Partnership urged to fight drug abuse
Law enforcement officials and members of the medical field discussed the rampant nature of prescription drug abuse at a forum Thursday night meant to bring the two professions together to discuss the problem.
“Our young folks are choosing prescription drugs as readily as they are choosing marijuana,” said Lincoln County District Attorney Dee Bates. “We need to turn the tide on this.

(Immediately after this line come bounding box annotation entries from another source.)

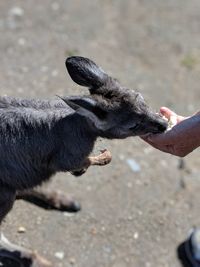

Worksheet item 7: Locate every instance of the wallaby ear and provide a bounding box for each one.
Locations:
[65,56,108,89]
[61,97,110,131]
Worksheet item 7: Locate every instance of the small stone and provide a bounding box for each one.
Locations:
[91,227,97,235]
[17,38,26,46]
[69,257,76,265]
[55,251,65,260]
[51,2,60,11]
[17,226,26,234]
[133,232,139,239]
[126,159,141,172]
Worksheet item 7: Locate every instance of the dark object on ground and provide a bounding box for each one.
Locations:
[177,229,200,267]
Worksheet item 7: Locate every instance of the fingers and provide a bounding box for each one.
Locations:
[160,107,177,120]
[143,131,173,146]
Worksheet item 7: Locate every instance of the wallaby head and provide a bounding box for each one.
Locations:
[63,56,167,138]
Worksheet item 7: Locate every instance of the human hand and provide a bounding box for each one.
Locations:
[141,107,200,157]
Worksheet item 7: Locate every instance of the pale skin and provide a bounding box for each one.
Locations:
[141,107,200,157]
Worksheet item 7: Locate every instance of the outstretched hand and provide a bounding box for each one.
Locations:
[141,107,200,157]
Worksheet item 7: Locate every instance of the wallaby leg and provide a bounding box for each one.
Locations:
[0,186,52,267]
[16,186,81,212]
[71,149,112,176]
[0,185,16,224]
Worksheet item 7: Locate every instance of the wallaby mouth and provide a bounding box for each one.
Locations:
[149,118,168,134]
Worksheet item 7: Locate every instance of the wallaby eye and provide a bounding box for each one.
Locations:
[129,123,139,131]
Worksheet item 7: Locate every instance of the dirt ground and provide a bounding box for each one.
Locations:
[0,0,200,267]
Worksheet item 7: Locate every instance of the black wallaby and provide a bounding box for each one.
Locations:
[0,57,167,266]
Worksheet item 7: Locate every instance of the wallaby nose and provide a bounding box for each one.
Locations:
[158,123,167,132]
[156,119,168,133]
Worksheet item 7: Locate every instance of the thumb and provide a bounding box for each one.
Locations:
[160,107,177,120]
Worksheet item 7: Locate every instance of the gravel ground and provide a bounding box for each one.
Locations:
[0,0,200,267]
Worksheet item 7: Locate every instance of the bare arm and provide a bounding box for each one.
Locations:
[142,107,200,157]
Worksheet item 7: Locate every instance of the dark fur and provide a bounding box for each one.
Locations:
[0,57,166,226]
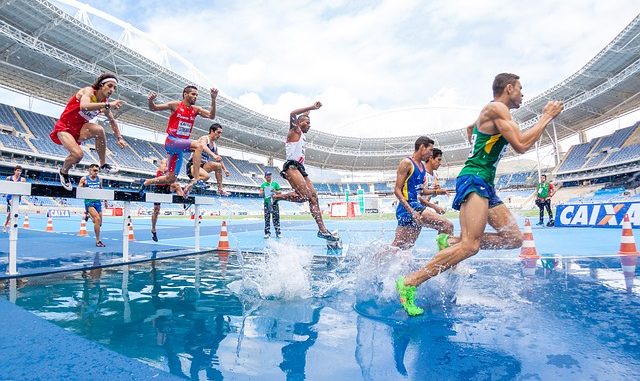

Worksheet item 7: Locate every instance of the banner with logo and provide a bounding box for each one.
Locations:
[555,202,640,228]
[47,209,71,217]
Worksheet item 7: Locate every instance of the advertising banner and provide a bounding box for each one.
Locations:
[555,202,640,228]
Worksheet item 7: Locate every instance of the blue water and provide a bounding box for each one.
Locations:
[0,218,640,380]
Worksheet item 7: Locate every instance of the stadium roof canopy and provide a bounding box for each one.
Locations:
[0,0,640,170]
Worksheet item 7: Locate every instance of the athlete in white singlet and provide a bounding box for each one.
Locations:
[272,102,340,241]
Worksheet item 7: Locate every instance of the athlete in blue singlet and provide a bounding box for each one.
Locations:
[2,165,26,232]
[393,136,433,249]
[396,73,563,316]
[78,164,106,247]
[185,123,231,196]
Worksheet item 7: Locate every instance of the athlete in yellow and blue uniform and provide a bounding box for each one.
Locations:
[396,73,563,316]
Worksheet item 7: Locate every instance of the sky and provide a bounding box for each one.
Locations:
[55,0,640,137]
[1,0,640,178]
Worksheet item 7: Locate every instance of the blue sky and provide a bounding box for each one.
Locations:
[52,0,640,140]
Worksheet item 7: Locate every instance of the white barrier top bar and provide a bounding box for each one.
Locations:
[76,187,115,201]
[194,196,213,205]
[0,180,31,196]
[144,193,173,204]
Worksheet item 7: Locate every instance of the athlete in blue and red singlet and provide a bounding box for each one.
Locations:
[141,86,218,190]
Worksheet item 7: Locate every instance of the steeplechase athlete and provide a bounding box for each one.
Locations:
[78,164,106,247]
[272,102,340,241]
[140,86,218,192]
[185,123,231,196]
[49,73,127,190]
[396,73,563,316]
[2,165,27,233]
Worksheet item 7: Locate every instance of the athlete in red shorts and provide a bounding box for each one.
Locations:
[140,86,218,192]
[49,73,127,190]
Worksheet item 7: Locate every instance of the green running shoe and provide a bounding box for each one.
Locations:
[396,277,424,316]
[436,233,449,251]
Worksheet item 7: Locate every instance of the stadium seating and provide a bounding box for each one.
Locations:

We’re going in the wrong direction on this in a lot of ways.”
The forum was hosted by the 14th Circuit Drug Court and King’s Daughters Medical Center.
Circuit Court Judge Michael Taylor described his vision for the forum as simple: to get doctors, pharmacists and other medical field workers in the room with enforcement agencies to forge connections he hopes will prove beneficial to both.
That was a view shared by other forum speakers.
“If we’re not going to work together, then this problem is not going to get solved,” said Tim Vanderslice, commander of the Southwest Mississippi Narcotics Unit.
Beyond creating connections, forum organizers indicated that they hoped increased communication concerning available resources would be of benefit.
These resources include the Mississippi Prescription Monitoring Program, which was mentioned multiple times throughout the night.
This program allows medical professionals to report the drugs they’re prescribing or dispensing to patients and to obtain a report of the drugs a given patient has received and thereby potentially flag suspicious behavior.
Other speakers Thursday night included Keith Starrett, a federal judge for Mississippi’s Southern District of the United States District.
He also underscored the significance of the problem and discussed how it has developed over his career.
“It blew me away when I saw the real breadth and depth of the prescription drug abuse problem,” Starrett said.
However, that was years ago. Things have only gotten worse, he believes.
“We’ve come light years since then, and we’ve gone backward, not forward,” Starrett said.
Taylor also compared the prevalence of prescription drug abuse as compared to banned substances, using a bit of humor to do so.
“You’d go broke trying to grow marijuana in Lincoln County,” Taylor said. “You’d do better with turnips.”